Power BI Course
DAX Best Practices
A measure that returns the right number today is not the same as a measure that is still correct, readable, and maintainable in six months when someone else opens the file. DAX best practices are the habits — naming conventions, organisation, documentation, performance rules, and testing discipline — that separate a professional Power BI model from one that no one dares to touch. This lesson covers all of them.
Naming Conventions
Consistent naming makes the Fields pane readable and prevents the most common authoring error: accidentally referencing the wrong field. The conventions below are widely adopted across the Power BI community and align with how the Fields pane sorts and groups items.

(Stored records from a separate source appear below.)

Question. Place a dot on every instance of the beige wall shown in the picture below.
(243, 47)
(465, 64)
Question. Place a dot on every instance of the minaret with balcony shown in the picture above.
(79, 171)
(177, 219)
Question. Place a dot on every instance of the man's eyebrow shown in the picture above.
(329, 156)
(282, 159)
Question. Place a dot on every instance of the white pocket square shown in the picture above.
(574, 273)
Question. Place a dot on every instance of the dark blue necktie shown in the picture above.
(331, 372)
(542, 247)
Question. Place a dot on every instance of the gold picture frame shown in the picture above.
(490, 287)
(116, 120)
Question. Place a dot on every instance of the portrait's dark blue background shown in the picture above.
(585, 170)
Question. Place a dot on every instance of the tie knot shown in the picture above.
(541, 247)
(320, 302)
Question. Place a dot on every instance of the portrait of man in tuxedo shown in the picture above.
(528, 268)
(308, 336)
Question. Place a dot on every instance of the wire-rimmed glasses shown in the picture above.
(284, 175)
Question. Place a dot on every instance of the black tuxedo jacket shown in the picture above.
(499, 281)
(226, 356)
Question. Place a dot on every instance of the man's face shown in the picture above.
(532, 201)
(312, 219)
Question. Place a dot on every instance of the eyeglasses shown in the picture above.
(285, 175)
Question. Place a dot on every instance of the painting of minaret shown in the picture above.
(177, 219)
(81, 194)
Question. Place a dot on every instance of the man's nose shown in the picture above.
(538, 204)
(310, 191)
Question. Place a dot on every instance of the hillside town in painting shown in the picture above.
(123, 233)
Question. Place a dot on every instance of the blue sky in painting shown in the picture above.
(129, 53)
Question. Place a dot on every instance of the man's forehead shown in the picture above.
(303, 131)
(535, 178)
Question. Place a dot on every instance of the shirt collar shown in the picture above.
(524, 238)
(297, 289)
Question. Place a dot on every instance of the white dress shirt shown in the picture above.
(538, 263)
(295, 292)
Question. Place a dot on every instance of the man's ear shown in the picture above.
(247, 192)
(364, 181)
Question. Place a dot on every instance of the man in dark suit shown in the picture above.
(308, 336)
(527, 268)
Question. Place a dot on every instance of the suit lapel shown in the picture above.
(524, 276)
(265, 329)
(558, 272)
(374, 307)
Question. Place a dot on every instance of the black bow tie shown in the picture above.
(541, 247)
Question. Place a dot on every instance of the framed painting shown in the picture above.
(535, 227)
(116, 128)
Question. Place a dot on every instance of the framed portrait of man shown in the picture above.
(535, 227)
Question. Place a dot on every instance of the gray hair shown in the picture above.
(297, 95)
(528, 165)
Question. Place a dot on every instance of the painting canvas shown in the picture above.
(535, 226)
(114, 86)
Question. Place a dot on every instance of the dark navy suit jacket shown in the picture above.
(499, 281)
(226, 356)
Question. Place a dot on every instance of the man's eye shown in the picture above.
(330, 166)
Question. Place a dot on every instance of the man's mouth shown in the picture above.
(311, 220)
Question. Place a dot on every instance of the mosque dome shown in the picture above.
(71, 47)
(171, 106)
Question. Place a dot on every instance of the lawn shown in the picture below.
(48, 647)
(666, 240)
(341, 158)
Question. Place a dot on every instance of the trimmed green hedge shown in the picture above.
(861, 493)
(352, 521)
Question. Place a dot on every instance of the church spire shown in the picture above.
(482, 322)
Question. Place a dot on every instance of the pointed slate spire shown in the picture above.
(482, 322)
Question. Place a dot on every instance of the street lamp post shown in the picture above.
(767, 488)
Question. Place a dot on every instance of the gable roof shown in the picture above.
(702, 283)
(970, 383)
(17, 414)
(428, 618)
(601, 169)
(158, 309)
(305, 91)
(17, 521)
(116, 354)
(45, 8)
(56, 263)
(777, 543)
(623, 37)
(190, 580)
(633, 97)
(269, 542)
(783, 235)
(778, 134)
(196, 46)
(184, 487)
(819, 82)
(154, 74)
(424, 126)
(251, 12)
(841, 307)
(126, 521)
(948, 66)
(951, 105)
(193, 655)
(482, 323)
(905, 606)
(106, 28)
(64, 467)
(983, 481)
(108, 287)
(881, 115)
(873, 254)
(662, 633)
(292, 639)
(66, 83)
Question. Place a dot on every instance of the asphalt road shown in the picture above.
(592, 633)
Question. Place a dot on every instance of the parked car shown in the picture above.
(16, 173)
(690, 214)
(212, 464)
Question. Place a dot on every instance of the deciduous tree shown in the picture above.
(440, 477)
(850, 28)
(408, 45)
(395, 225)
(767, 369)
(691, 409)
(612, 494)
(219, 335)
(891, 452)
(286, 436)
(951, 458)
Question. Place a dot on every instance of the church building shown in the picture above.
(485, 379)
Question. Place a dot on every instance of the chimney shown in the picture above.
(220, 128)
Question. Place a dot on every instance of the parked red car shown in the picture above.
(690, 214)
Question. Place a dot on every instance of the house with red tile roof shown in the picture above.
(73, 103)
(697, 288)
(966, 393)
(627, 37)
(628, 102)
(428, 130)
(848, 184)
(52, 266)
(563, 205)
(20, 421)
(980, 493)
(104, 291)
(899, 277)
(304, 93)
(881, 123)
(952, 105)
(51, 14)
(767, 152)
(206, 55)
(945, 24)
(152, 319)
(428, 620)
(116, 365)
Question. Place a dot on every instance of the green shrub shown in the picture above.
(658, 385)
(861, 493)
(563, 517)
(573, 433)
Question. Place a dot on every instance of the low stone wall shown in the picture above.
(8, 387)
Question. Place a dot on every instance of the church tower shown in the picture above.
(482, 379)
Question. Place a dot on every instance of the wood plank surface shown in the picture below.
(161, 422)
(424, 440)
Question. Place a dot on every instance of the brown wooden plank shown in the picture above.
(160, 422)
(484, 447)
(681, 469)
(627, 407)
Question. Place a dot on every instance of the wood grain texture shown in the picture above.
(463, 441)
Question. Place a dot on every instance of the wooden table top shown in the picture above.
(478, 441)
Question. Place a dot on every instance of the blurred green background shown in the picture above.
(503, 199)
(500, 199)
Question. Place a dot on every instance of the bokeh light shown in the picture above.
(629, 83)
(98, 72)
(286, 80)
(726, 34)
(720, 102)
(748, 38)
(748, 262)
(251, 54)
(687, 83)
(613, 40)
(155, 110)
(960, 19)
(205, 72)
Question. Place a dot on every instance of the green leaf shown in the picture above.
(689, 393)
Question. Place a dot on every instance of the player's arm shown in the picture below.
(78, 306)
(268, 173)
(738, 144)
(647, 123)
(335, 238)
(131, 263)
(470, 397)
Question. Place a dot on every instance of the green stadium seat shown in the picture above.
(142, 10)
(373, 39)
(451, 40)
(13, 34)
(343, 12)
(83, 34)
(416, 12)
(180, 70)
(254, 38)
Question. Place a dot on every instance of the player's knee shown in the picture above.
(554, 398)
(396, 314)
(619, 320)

| Item type | Convention | Examples |
|---|---|---|
| Measures | Title Case with spaces. No prefix. Descriptive enough to stand alone in any visual's tooltip. | Total Revenue Revenue YoY % Avg Order Value |
| Calculated columns | Title Case. Avoid names identical to measures — the Fields pane shows both and ambiguity causes wrong field drops. | Revenue Tier Customer Full Name Is Late Flag |
| Tables | Singular noun, Title Case. Fact tables descriptive, dimension tables prefixed with "Dim" or left plain. Calendar table always named "Calendar". | Orders Customer Product Calendar |
| Columns | Title Case with spaces. No underscores (these are Power Query habits, not DAX). Remove technical prefixes like "tbl_" or "fld_". | Order Date Customer ID Revenue |
| VAR names inside measures | PascalCase, no spaces. Descriptive. Avoid single letters (x, y, temp) — they are unreadable in complex measures. | CurrentRevenue PriorYearRev GrowthAmount |
| Hidden helper measures | Prefix with underscore _ to sort them to the top (or bottom) of the Fields pane and signal they are internal building blocks, not for direct use in visuals. | _Base Revenue _Prior Period _Rank Helper |
// ❌ Bad naming — ambiguous, inconsistent, hard to maintain
rev = SUM(Orders[revenue])
calc_1 = [rev] - [prev_rev]
x = DIVIDE([calc_1], [prev_rev])
Col1 = Orders[Revenue] * 1.1
// ✓ Good naming — self-documenting, consistent
Total Revenue =
SUM(Orders[Revenue])
Revenue YoY Change =
[Total Revenue] - [Revenue Prior Year]
Revenue YoY % =
DIVIDE([Revenue YoY Change], [Revenue Prior Year])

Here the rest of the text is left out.